Entreprendre dans le logiciel

Dossier : Économie numérique : Les succèsMagazine N°675 Mai 2012
Par Pierre HAREN (73)

REPÈRES

REPÈRES
Toutes les télécommunications par téléphone ou Internet n’existent que parce que des millions de lignes de code fonctionnent correctement dans les commutateurs et tout au long du réseau pour acheminer nos conversations. Tout le commerce électronique dépend de chaînes logistiques d’une grande complexité, gérées par informatique, au niveau de l’usine produisant les biens commandés, puis dans les différentes étapes de transport : l’ubiquité du logiciel est une évidence.

Notre vie quotidienne est dépendante de l’industrie du logiciel.

Les appareils qui nous entourent sont de plus en plus intelligents, interconnectés et autonomes

Qui s’étonne encore de pouvoir parler par Skype à un membre de sa famille à l’autre bout de la planète, ou de regarder une vidéo en temps réel, alors que toute la conversation ou la vidéo est tronçonnée en petits paquets de données qui voyagent tous indépendamment et sont reconstitués à l’autre bout avec une qualité ahurissante? Acheter par Internet en se faisant livrer le colis à sa porte est souvent moins onéreux que d’aller chercher soi-même l’objet dans un magasin.

Planète intelligente

Tous les appareils qui nous entourent sont de plus en plus intelligents, interconnectés et autonomes grâce à des millions de lignes de logiciel. IBM promeut le concept de « planète intelligente», qui rassemble les concepts d’instrumentation, de télécommunications et de traitement intelligent pour fusionner et interpréter d’immenses quantités de données sur différents systèmes afin d’optimiser leur performance : villes intelligentes, systèmes de distribution d’énergie plus efficaces, amélioration des systèmes de santé, etc. Cependant, l’ubiquité actuelle du logiciel ne garantit pas pour autant l’égalité des différents acteurs devant les avantages qui peuvent être retirés de celui-ci. Le logiciel apporte au contraire un formidable potentiel de différenciation de performance entre les entreprises, voire les sociétés.

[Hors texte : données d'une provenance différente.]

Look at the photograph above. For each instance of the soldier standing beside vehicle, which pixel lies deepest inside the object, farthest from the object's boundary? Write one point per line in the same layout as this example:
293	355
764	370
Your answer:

Performance et qualité de vie
Prenons l’exemple de Singapour, petit pays de 5 millions d’habitants situé sous l’équateur, sans aucune ressource naturelle, dont le PNB par habitant a dépassé celui de la France dans la fin des années 1990 en grande partie du fait de la qualité de l’usage de l’informatique par la société singapourienne. Cette société est en permanence à la recherche d’améliorations de la performance individuelle et collective par un usage plus poussé et plus intelligent de l’informatique : qu’il s’agisse de l’aéroport qui optimise en permanence les flux de passagers et de bagages pour minimiser les attentes, du port qui est le plus grand port de transbordement de conteneurs au monde grâce à un usage très avancé de l’informatique, de l’automatisation de la validation des permis de construire des bâtiments, qui réduit les délais d’attente et d’immobilisation du capital, de la gestion des infrastructures de transport collectif, ou du péage variable pour les véhicules individuels, qui minimisent les embouteillages tout en maximisant le confort collectif.

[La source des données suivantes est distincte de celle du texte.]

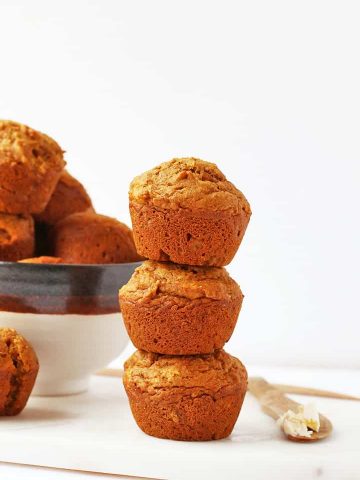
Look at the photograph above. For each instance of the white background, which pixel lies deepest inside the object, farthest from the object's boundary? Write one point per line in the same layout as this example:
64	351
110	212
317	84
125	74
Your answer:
267	90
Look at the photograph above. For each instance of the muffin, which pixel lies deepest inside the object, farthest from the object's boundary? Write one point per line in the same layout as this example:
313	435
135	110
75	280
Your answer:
186	211
30	166
43	260
88	237
180	309
185	397
69	197
17	239
18	370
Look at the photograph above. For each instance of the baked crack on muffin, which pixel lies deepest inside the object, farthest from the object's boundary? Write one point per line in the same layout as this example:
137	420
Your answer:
186	211
185	397
30	166
18	370
179	309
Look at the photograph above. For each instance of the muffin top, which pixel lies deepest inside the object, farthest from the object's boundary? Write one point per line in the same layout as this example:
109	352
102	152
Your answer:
69	197
153	279
152	371
22	144
88	237
188	183
13	227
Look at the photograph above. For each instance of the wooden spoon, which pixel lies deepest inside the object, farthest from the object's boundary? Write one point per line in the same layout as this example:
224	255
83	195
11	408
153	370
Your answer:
274	403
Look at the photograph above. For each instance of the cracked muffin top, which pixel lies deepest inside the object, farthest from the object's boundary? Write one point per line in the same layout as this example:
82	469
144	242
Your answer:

Omniprésente, déterminant la performance de nos sociétés, l’informatique est aussi une extraordinaire source d’aventures. D’abord, parce que l’informatique elle-même évolue en permanence, et exige une attitude d’apprentissage permanent, mais aussi parce qu’elle mêle de plus en plus étroitement technologie et savoir dans la gestion de nos sociétés complexes.

Une aventure du savoir

Jusqu'à la fin des années 1950, le savoir était uniquement présent dans des livres ainsi que dans le cerveau des professeurs, étudiants et praticiens qui appliquaient un savoir technique ou réglementaire. De nos jours, ce savoir est plus en plus intégré de manière active dans des logiciels qui effectuent des tâches de routine à la place des opérateurs. Par exemple, le site d’enchères privées eBay n’aurait jamais pu voir le jour sans une infrastructure informatique avancée, notamment en détection de fraude, nécessaire pour garantir à tous ses utilisateurs un niveau acceptable de sécurité du système. Analyser différents savoirs pour les intégrer dans des systèmes servant des millions d’utilisateurs en temps réel est une aventure extraordinaire.

Réseaux sociaux

Quand l’informatique réinvente la médecine
C’est le sens de l’évolution du système Watson d’IBM, qui va soutenir les médecins comme source additionnelle de conseil dans les diagnostics difficiles et complexes. Watson est une source connectée en permanence, disposant d’une mémoire infinie, d’une capacité toujours croissante à détecter des similarités avec d’autres cas déjà en mémoire, et d’une constance dans la performance bien supérieure à celle que nos cerveaux humains peuvent atteindre.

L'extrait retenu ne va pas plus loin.